Danny Hillis’ definition of global intelligence: “It’s that which decided that decaf coffeepots should be orange.”

Cabriolet

In The Island at the Center of the World, Russell Shorto argues that New York City is, for all it’s rough-and-tumble ways, a very conservative old Dutch city. Conservative, that is, in the sense of slow to change.

The example that I love is the cabbie, the guy with the hack license: stereotypically, he’s a gruff old Irishman with a cigar and an attitude. The attitude is not hostile, exactly, in my stereotype, but blunt and commercial above all else. And it is distinctively New York.

An example, a real one, from a diner waitress in a NYC suburb should serve to illustrate the point: A colleague of mine from the west coast was visiting and we were going out to dinner together. I suggested a nearby diner, since they’re a reliable standard choice. But my colleague was concerned because he’s a vegan; would they have something for him? I laughed, thinking of the 30 page menu; eating at a diner means that everyone can find something to eat.

So we go to diner and the waitress comes over to take our order. Nice funny lady, older, has worked there since it opened thirty years ago we find out later. But gruff in that NYC cabbie kind of way; she’s a battle-axe who’s had to deal with drunks and deadbeats and consultants and worse. So my friend starts to explain that he’s not sure what to order because he’s a vegan which means that he doesn’t eat any kind of animal products and are there items on the menu for him, blah blah blah. She glares at him, cuts him off and says, I swear to God, “Look, I write down what you want here [showing him her order pad], take it back to the kitchen, and they cook it. Just tell me what you want.” In other words, “shut up San Francisco!”

What’s interesting to me about this attitude, exemplified by that waitress and in the cabbie stereotype, is that it’s Dutch. Greeks, undoubtedly, run that diner, and who knows where the waitress’s ancestors are from. Irishmen used to drive cabs, but they don’t anymore. But it doesn’t matter; the Sikh cabdriver today has the same attitude, the same gruff, blunt, commercial stance that is characteristically New York and which The Island at the Center of the World identifies as Dutch. (Anyone who’s been the Netherlands can confirm that the Dutch tend to be, um, straightforward.) They’ve all inherited this stance from the Dutch. They don’t care if you’re a vegan, although they’re not going to burn you at the stake if you are. It’s an efficient, tolerant stance, egalitarian to an extreme. You leave me alone and I’ll leave you alone.

But not unaware. For example, people think that driving in NYC is a terror, a horrifying chaos of anarchy. This is not true.
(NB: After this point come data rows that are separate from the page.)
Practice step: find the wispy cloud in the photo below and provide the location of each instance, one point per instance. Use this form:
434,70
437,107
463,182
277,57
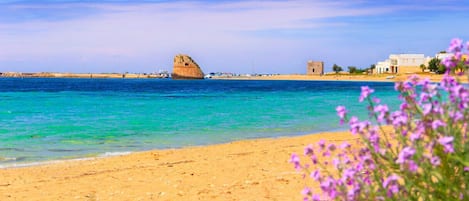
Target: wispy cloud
113,35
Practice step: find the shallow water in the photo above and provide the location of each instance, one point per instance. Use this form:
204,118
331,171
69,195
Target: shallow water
48,119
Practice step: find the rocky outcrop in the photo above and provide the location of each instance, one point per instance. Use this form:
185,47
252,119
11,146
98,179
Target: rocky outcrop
186,68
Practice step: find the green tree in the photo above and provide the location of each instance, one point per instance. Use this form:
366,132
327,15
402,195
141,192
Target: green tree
433,65
336,68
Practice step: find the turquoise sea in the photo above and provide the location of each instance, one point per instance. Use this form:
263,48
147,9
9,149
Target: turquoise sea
54,119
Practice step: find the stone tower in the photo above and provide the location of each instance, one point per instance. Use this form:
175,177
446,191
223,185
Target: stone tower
186,68
315,68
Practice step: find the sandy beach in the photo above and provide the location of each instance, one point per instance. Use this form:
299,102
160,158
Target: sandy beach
343,77
243,170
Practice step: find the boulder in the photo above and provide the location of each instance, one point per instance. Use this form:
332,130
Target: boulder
186,68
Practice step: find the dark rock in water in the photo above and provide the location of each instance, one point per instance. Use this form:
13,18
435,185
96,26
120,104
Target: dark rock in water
186,68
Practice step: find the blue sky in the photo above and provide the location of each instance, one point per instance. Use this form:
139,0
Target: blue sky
228,36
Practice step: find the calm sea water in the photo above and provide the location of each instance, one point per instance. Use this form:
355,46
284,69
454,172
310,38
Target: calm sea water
50,119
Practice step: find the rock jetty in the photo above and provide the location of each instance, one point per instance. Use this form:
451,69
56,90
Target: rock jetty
186,68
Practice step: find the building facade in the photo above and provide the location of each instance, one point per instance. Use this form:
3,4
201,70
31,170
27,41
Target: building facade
315,68
401,63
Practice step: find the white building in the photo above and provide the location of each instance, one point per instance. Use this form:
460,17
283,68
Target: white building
401,63
383,67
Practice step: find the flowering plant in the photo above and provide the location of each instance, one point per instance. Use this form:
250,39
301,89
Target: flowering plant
419,152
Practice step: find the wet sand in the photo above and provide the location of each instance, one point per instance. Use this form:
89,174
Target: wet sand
243,170
341,77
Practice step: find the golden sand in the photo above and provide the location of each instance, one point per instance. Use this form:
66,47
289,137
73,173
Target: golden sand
243,170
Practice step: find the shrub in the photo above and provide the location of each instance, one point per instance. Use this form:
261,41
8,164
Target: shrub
419,152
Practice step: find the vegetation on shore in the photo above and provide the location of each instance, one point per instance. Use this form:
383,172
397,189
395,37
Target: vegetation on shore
426,157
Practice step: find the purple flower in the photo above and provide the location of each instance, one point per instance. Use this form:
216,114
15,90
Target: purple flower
374,139
348,176
427,108
336,162
412,166
345,145
316,197
376,100
399,118
417,134
437,123
331,147
306,191
341,112
391,184
455,45
366,91
315,175
296,161
382,110
447,143
435,160
405,155
322,143
309,150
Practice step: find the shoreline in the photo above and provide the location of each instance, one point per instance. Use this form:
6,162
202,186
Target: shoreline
254,169
298,77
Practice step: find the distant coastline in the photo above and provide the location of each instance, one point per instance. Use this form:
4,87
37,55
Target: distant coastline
327,77
84,75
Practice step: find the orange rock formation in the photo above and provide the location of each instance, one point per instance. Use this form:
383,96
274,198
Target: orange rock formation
186,68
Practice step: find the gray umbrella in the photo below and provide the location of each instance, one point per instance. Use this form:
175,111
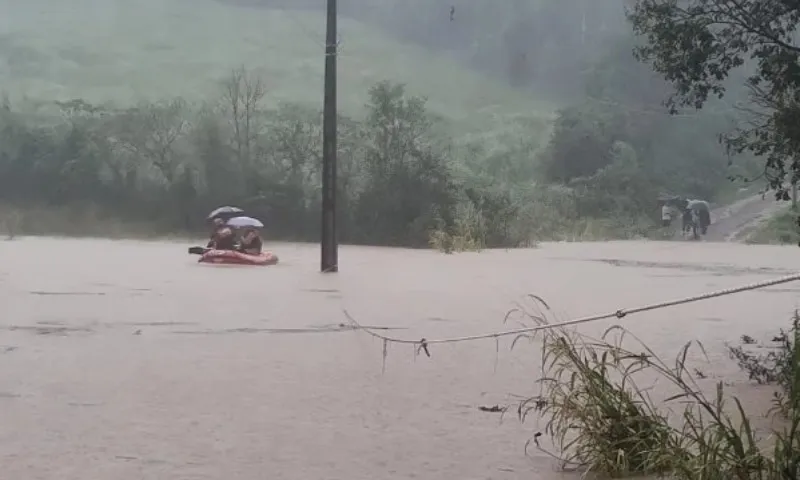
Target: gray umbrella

The rules are different, and NYC is different, than the rest of the country, but traffic in the city is very structured and efficient.

Which brings us back to taxicabs and hack licenses.

According to Wikipedia, Harry Allen imported the first taxicabs from France to New York. He coined the word as a contraction of “taximeter” and “cab”:

Taximeter, via French and German, is a combination word: taxi from medieval Latin “taxa” (to tax or charge) and meter from the Greek “metron” (to measure).

Cab is a contraction of “cabriolet”, a type of horse-drawn carriage with an open top. Our use of it is specific to a type: the “Hansom cab” which puts the driver in a high seat behind the passengers. This Hansom cab “replaced the older, heavier hackney carriage [as] the vehicle for hire of choice in Paris and London,” according to Wikipedia.

And hack, just to illustrate how conservative NYC cabbies really are, is derived from that older hackney carriage.

“pop” vs. “soda”

Two views of the same data (over 100,000 respondents!), comparing dialect variants for soft drinks in the US. The first map, by county, is especially beautiful I think:

pop vs. soda map

pop vs. soda map
There must be a “sub” vs. “hero” vs. “grinder” site out there somewhere. I’m from grinder/soda country myself.